Bags, cases, and trunks with false bottoms became popular, and people took to hollowing out a book or two in their home or office to keep their home stash secret from prying eyes.
For everyday folks, a personal flask became part of many people’s EDC.
No matter how it was transported, it had to be moved, and depending on the route, that sometimes meant hauling it on foot or with a pack animal through rough terrain.
The black market for booze blew up fast, and it was massive. And while the feds didn’t have tools like drones, FLIR, or even helicopters back then, they were still very good at tracking down smugglers on land and the water.
At the same time, bootleggers had all sorts of little tricks to thwart trackers; many of them were tried and true methods of throwing people off a trail in the wilderness.
They hid bottles and cases of liquor in the carcasses of cows and pigs. You can better believe some dudes used a dead deer or maybe 100 to move some shine back in the day.
They dragged boards or random junk behind their cars or horses on dirt roads and trails to conceal their tracks. They would unexpectedly cut through pieces of wilderness on foot, loaded down with as much as they could carry, and even then, they had to hide their tracks.
There’s evidence that at least some bootleggers nailed things to their shoes to disguise their footprints — a photo that went semi-viral not too long ago of a shoe with a couple of deer hooves nailed to the bottom was reportedly used for this purpose.
They would also nail boards to their shoes or add an additional sole to the bottom facing the opposite way to disguise their direction of travel and went through streams for miles on foot and horseback to throw off dogs and human trackers alike.
Many were caught, but many got through — and even those who were caught weren’t looking at serious representations. The courts were soon awash in booze-related cases, and significant jail time for all but the worst offenders became rare, and corruption was rampant. At the same time, the public’s enthusiasm for the new laws waned as violent crime began to grow, punctuated by high-profile gangland murders, like the St.

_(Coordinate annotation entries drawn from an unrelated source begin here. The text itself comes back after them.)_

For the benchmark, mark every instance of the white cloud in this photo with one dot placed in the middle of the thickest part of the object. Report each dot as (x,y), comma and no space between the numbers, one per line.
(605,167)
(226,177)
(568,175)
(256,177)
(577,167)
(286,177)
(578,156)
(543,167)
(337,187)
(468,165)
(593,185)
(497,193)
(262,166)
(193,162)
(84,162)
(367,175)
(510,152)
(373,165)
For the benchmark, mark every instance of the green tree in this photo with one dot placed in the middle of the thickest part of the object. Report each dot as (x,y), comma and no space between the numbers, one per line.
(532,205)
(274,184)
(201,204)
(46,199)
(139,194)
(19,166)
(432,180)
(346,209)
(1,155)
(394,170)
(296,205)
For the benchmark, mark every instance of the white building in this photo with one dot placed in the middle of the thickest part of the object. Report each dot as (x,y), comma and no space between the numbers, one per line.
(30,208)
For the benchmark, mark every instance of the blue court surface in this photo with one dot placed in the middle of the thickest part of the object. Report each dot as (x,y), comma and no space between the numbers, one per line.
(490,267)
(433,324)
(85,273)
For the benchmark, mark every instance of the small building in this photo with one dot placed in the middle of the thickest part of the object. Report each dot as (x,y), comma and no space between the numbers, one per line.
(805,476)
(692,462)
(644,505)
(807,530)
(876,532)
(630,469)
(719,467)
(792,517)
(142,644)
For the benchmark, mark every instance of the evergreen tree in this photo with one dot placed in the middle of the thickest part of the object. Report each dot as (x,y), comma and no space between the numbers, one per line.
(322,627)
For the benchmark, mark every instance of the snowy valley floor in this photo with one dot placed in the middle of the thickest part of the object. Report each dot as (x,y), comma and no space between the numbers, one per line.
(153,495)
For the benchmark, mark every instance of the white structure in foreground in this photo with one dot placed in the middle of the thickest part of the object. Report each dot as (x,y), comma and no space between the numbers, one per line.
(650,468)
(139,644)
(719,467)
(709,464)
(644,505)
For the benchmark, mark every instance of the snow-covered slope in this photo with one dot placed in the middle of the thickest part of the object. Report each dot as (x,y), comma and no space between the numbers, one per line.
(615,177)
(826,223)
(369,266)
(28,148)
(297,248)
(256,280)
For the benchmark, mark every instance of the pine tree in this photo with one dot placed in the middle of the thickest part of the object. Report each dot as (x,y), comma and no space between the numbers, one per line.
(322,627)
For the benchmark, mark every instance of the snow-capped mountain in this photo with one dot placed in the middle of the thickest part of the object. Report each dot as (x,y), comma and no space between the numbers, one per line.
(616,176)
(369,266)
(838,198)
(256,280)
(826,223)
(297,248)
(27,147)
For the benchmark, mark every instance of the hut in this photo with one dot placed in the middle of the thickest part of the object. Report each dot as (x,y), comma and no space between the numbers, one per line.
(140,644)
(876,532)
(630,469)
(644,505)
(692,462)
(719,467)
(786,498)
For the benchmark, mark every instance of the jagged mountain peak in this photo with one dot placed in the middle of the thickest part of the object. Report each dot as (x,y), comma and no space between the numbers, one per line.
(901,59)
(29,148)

Valentine’s Day Massacre, which led to the creation of the first federal gun laws in the U.S.
Eventually, Prohibition ended, almost without ceremony, and took the black market it had created into the annals of history with it. Most bootleggers hung up their deer-hoof shoes, but the tradition was kept alive by pockets of rural moonshiners and smugglers.
To this day, plenty of folks quietly distill and brew for local communities without a state or federal license. (Did you know you need a license to distill spirits, even for personal use?)
And yes, those wonderful folks at the Bureau of Alcohol, Tobacco, Firearms and Explosives (ATF) are still running down moonshiners.
And some of them are still getting away with it.